Was man dazu noch wissen sollte: Wenn eine Uhr jeden Tag 3 Sekunden pro Tag vor geht (oder nach geht), dann geht diese Uhr eigentlich sehr genau. Sie tut jeden Tag das gleiche, egal welchen Einfluss die äußerlichen Störfaktoren auch auf sie nehmen. Sie wird aber dennoch nach einem Monat (aufsummiert) eine größere Abweichung anzeigen. Dennoch kann solch eine Uhr von einem kundigen Uhrmacher sehr gut reguliert werden.
Hat man jedoch eine mechanische Uhr, die einen Tag 2 Sekunden vor geht, den nächsten Tag 3 Sekunden nach, usw. so hat man eine Uhr, die nicht sehr genau (also regelmäßig) geht, obwohl sie nach einem Monat vermutlich weniger Abweichung hat, als die zuvor genannte. Solch eine Uhr kann aber nicht sehr genau reguliert werden, da der Gang immer wieder anders ist.

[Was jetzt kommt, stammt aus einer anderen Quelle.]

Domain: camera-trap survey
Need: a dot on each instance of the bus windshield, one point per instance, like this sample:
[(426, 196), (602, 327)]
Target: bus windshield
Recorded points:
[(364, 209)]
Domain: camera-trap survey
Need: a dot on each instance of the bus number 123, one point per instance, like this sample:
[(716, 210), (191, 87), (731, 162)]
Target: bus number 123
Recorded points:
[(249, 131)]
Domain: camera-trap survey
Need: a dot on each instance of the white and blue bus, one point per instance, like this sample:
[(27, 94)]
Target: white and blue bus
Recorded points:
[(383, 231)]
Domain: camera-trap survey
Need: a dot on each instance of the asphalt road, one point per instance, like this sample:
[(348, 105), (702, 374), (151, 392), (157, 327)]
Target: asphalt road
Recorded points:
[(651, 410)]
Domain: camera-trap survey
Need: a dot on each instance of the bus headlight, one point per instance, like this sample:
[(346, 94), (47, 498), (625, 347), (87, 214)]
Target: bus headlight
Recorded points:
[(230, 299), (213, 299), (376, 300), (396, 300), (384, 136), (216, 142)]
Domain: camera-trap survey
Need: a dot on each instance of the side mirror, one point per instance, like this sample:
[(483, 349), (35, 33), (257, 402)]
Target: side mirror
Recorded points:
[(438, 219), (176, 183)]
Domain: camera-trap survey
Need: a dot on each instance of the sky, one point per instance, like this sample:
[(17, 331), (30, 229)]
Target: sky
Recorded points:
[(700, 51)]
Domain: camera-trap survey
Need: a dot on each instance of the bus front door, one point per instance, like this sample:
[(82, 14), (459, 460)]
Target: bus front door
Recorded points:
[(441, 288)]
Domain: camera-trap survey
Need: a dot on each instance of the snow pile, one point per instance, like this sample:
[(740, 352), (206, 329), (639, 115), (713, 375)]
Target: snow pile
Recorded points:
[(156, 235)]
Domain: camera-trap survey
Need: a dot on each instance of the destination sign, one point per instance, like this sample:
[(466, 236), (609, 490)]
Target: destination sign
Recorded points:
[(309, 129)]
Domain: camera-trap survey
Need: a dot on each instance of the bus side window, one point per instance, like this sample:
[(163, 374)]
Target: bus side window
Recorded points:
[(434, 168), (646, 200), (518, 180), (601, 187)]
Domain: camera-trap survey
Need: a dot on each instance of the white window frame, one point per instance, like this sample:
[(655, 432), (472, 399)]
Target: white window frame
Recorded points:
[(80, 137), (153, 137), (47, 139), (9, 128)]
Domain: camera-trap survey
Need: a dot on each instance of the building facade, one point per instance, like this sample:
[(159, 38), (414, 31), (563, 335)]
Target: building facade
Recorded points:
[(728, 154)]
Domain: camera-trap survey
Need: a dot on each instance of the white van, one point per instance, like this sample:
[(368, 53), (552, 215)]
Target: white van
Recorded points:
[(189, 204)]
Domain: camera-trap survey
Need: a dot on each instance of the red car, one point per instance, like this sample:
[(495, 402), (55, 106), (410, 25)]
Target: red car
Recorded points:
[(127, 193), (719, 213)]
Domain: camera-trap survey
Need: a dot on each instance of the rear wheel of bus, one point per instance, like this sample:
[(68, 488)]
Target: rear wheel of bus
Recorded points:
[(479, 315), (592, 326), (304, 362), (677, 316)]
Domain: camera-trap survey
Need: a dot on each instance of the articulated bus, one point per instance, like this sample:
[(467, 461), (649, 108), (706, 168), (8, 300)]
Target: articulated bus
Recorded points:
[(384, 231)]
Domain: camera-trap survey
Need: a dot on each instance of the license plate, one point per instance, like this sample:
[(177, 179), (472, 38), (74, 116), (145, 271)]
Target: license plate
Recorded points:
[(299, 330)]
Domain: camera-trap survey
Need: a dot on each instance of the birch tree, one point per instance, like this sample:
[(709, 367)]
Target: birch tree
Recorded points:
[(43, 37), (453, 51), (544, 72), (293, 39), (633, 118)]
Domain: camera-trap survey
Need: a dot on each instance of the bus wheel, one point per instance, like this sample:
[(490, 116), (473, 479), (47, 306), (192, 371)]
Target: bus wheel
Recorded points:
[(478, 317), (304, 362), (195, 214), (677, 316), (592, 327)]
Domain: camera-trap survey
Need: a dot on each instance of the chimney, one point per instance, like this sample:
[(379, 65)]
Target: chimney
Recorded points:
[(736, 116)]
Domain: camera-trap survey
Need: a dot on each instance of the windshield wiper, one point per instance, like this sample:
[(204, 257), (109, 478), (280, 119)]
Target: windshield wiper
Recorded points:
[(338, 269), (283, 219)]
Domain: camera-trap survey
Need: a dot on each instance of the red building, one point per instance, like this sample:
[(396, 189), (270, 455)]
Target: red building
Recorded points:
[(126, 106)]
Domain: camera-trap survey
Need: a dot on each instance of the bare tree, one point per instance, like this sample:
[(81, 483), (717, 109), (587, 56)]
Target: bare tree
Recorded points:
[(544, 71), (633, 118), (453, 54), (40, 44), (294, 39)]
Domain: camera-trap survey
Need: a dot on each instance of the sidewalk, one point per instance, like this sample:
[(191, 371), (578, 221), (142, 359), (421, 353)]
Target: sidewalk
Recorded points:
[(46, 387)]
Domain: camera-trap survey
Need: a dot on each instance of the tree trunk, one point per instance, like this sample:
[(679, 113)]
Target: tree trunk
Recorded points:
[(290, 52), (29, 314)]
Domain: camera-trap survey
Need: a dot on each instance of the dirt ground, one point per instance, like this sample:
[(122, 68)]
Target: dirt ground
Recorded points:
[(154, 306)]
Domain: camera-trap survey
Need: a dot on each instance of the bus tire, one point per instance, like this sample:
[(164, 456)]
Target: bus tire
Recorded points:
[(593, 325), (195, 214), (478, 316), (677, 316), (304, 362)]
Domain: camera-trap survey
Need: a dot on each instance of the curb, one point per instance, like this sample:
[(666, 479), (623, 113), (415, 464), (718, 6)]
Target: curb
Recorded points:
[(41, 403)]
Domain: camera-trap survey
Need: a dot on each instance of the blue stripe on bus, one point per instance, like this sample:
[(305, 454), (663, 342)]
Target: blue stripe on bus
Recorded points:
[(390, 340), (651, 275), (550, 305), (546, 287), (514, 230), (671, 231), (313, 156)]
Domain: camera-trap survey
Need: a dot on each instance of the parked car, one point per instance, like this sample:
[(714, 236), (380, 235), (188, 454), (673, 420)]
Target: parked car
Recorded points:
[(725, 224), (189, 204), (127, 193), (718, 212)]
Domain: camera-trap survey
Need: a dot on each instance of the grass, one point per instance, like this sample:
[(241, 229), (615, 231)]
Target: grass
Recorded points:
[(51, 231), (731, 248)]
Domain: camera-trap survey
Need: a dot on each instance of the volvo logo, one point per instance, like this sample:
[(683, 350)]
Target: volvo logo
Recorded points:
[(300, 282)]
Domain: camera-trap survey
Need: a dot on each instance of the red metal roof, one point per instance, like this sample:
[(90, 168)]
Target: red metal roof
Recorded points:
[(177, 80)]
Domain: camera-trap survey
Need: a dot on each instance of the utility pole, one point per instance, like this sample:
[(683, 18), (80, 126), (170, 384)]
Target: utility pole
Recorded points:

Das Maß aller Dinge ist hier der Chronometer. Lesen Sie dazu unseren Artikel zur Chronometerzertifizierung uhrtipps.com/wissen/chronometer.html

Hat man daher eine Ganggenaue Uhr, so lässt sich der Uhrensammler und Uhrenliebhaber diese meist so einstellen, dass sie einige Sekunden zu schnell geht. Das hat zum Einen den psychologischen Grund, dass der Träger dann nicht zu spät zu einem Termin kommt und zum anderen den praktischen Grund, dass eine derart eingestellte Uhr gut nachgestellt werden kann, indem man diese einige Male pro Monat für kurze Zeit anhält, was bei vielen Uhren durch das Ziehen der Krone erfolgt.

Zusammengefasst kann gesagt werden, dass es nicht das Ziel eines Käufers einer Automatikuhr ist, die höchste Präzision bei seiner Uhr zu erlangen, sondern andere Motivationen im Vordergrund stehen. Wer eine möglichst genaue Armbanduhr möchte, ist mit einer Quarzuhr oder einer Funkuhr besser beraten. Weiters muss es kein Fehler sein, wenn einen Automatikuhr etwas vorgeht, das hängt von Vorlieben des Trägers und seinen Traggewohnheiten ab und davon wie die Uhr reguliert ist.